Another unexpected gift: A full disc of performances from BBC TV, where Gentry had a show starting in the summer of 1968. She does slightly show-biz treatments of her own songs and mostly credible, sometimes wickedly good covers of songs by Harry Nilsson ("Open Your Window"), the Beatles ("Mother Nature's Son") and Jerry Jeff Walker ("Mr. Bojangles").
Universal Philosophy: Plays T. J. Hustler's Greatest Hits
(Luaka Bop, recorded 1980s and '90s)
Picture a man at a Casio keyboard. The rhythm is set to something like "Pop/Funk 1" and is looping endlessly. The bass has a touch of fuzz, a la Herbie Hancock in the Headhunters era, while the rest of the keyboard emulates some sort of vintage organ. The man is exhorting listeners to get their minds clear in a scowling sort of way. Every now and then he picks up a puppet, T.J. Hustler, and changes his voice to underscore the import of his bits of wisdom.
Welcome to the slightly off-kilter world of Preacherman, the one-man-band creation of a Bay Area typewriter and computer repairman named Tim Jones.

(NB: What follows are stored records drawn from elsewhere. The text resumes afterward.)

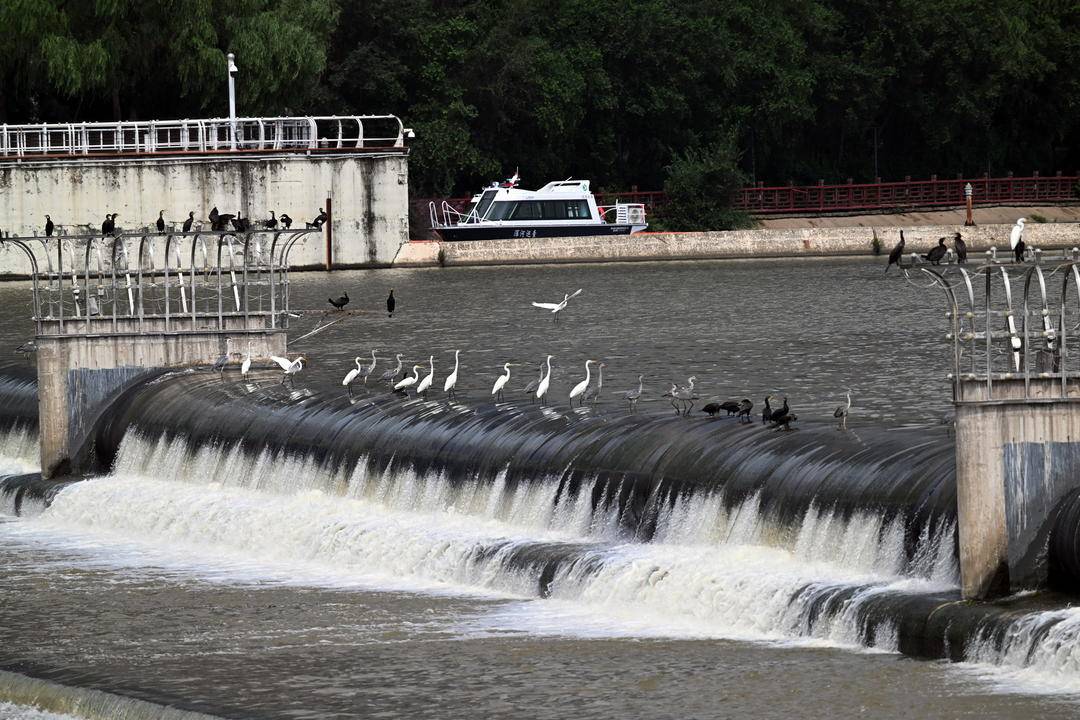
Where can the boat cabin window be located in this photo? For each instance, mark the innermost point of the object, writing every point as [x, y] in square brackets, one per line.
[540, 209]
[485, 202]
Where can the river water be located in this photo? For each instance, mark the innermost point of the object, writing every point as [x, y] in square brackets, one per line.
[254, 589]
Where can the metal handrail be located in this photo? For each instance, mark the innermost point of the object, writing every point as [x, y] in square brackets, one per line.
[200, 135]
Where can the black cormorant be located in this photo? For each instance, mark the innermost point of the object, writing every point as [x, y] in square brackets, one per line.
[339, 302]
[961, 248]
[896, 253]
[937, 254]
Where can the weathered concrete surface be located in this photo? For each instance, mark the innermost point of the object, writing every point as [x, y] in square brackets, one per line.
[739, 244]
[78, 375]
[369, 198]
[1016, 458]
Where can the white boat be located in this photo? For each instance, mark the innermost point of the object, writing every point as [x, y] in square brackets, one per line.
[564, 208]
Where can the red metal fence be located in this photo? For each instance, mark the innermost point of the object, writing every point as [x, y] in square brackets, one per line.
[867, 197]
[906, 194]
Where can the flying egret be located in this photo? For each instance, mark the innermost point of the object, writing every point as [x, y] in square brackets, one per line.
[366, 370]
[288, 368]
[556, 308]
[451, 379]
[580, 388]
[841, 412]
[633, 395]
[500, 383]
[390, 375]
[542, 388]
[594, 392]
[428, 379]
[408, 382]
[351, 376]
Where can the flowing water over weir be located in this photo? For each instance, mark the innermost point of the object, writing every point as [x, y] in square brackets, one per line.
[647, 526]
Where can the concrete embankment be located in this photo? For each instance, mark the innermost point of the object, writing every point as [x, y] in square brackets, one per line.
[738, 244]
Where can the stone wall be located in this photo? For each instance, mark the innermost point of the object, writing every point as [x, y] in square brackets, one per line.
[802, 242]
[369, 194]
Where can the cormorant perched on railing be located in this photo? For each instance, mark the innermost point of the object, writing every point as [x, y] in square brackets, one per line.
[961, 248]
[937, 254]
[744, 407]
[896, 253]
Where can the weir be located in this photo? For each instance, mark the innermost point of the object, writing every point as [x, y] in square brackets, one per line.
[112, 311]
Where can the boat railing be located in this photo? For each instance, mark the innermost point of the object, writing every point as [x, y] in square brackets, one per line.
[624, 213]
[450, 215]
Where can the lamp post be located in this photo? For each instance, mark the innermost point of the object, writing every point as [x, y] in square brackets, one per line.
[232, 98]
[968, 192]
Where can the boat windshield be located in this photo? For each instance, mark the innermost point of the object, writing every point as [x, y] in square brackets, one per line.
[485, 202]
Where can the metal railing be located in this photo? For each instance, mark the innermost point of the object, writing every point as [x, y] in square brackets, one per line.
[170, 282]
[851, 197]
[213, 135]
[999, 333]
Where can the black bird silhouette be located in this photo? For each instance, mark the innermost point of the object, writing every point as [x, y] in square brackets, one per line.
[896, 253]
[961, 248]
[744, 407]
[339, 302]
[937, 254]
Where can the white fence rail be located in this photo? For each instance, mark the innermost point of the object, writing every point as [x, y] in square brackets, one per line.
[208, 135]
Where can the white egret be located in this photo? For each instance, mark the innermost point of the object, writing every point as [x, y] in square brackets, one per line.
[633, 395]
[500, 383]
[556, 308]
[408, 382]
[841, 412]
[288, 368]
[351, 376]
[428, 379]
[366, 371]
[390, 375]
[530, 389]
[580, 388]
[451, 379]
[542, 388]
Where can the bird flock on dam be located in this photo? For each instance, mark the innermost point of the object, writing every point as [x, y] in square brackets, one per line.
[420, 380]
[217, 221]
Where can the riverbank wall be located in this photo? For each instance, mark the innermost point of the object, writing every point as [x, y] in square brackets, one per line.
[733, 245]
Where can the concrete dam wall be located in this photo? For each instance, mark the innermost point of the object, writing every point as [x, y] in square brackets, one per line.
[369, 192]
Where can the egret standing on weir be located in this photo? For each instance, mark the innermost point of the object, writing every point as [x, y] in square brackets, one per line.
[500, 383]
[556, 308]
[451, 379]
[542, 389]
[580, 388]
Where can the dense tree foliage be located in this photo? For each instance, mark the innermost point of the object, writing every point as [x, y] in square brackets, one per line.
[619, 91]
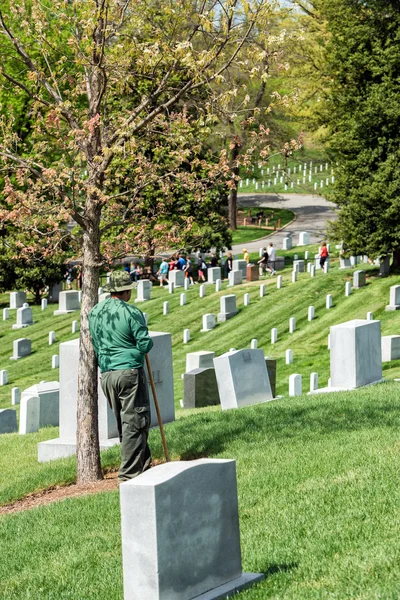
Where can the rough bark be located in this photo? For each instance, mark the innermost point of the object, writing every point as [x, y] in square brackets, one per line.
[88, 451]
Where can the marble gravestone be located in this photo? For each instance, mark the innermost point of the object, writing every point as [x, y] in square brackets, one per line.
[180, 532]
[17, 299]
[355, 355]
[143, 290]
[235, 278]
[240, 265]
[48, 393]
[24, 317]
[227, 308]
[390, 347]
[8, 420]
[200, 388]
[176, 277]
[213, 274]
[199, 360]
[160, 357]
[21, 347]
[242, 378]
[68, 302]
[359, 279]
[394, 298]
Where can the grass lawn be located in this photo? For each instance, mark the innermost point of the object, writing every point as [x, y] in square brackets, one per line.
[319, 501]
[318, 476]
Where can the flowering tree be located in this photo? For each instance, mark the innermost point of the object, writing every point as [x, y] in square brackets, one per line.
[101, 77]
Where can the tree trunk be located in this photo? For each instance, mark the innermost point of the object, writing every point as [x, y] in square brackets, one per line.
[88, 450]
[396, 260]
[232, 208]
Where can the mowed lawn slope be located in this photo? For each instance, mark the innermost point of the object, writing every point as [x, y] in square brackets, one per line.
[319, 502]
[20, 473]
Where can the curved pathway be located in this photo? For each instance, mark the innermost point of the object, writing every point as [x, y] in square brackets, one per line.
[311, 211]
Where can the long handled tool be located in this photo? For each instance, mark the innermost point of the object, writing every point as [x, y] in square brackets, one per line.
[153, 389]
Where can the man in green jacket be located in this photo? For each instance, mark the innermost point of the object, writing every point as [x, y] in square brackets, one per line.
[121, 340]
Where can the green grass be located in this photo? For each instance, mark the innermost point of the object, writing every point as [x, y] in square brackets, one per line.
[20, 474]
[319, 504]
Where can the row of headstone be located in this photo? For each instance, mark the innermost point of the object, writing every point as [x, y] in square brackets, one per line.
[160, 357]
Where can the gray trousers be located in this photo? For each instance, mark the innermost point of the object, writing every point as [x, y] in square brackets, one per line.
[128, 396]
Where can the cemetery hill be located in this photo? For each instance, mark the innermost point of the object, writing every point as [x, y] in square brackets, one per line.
[237, 163]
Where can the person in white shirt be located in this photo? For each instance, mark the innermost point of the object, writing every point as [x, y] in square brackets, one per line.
[271, 259]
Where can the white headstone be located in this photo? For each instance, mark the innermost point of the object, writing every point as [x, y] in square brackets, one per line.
[292, 325]
[213, 273]
[177, 278]
[15, 396]
[24, 317]
[209, 322]
[68, 302]
[29, 415]
[394, 303]
[144, 290]
[295, 385]
[199, 360]
[304, 238]
[313, 382]
[200, 498]
[17, 299]
[8, 420]
[390, 347]
[356, 358]
[235, 278]
[227, 308]
[21, 347]
[242, 378]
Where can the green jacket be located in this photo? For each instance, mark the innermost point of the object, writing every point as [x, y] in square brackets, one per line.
[119, 334]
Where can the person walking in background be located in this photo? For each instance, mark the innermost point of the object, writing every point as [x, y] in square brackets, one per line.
[162, 272]
[229, 263]
[189, 270]
[264, 259]
[271, 259]
[121, 341]
[323, 254]
[201, 268]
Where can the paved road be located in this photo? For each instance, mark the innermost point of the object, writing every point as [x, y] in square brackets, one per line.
[312, 212]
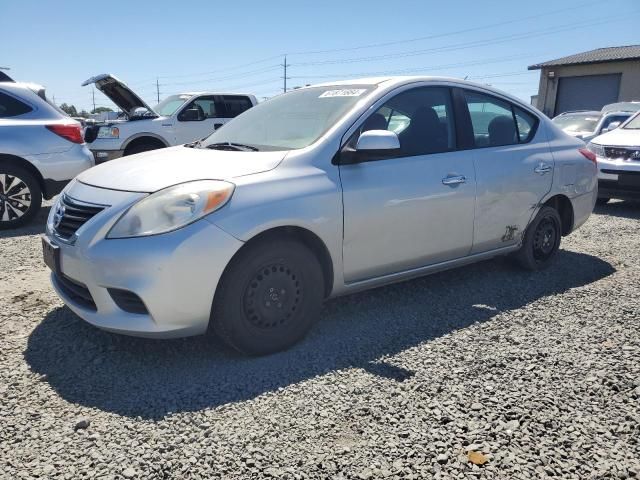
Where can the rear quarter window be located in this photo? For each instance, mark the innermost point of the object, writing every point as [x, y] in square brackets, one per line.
[12, 107]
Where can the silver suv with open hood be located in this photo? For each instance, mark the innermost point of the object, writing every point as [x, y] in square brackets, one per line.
[178, 119]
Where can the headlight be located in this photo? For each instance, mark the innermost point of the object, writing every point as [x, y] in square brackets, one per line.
[172, 208]
[595, 148]
[108, 132]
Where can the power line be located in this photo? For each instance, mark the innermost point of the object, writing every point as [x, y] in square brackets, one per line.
[461, 46]
[447, 34]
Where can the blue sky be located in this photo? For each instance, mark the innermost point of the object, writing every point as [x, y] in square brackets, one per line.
[239, 45]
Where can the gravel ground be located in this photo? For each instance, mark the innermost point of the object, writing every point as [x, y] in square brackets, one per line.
[480, 372]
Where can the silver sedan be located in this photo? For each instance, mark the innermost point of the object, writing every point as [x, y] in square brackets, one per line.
[319, 192]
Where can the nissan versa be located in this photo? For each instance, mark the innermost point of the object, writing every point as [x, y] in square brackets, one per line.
[315, 193]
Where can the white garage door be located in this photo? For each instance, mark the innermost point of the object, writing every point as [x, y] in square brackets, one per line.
[590, 92]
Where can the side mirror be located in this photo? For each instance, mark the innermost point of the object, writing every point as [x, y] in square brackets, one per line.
[612, 126]
[191, 115]
[376, 140]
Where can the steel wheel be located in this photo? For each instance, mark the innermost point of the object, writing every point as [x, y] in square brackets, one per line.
[15, 197]
[272, 296]
[544, 239]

He's been at this for decades — the six tracks on Universal Philosophy come from DIY records he made during the '80s and '90s and sold on CD-Rs at gigs. As cosmic teachers go, Jones is fairly run-of-the-mill, but he knows how to exploit a dancefloor hook without wearing it out. Cue up "Age of Individualism" and give thanks for the iconoclasts of the music world, who keep on keeping on whether Spotify pays them the .02 cents or not.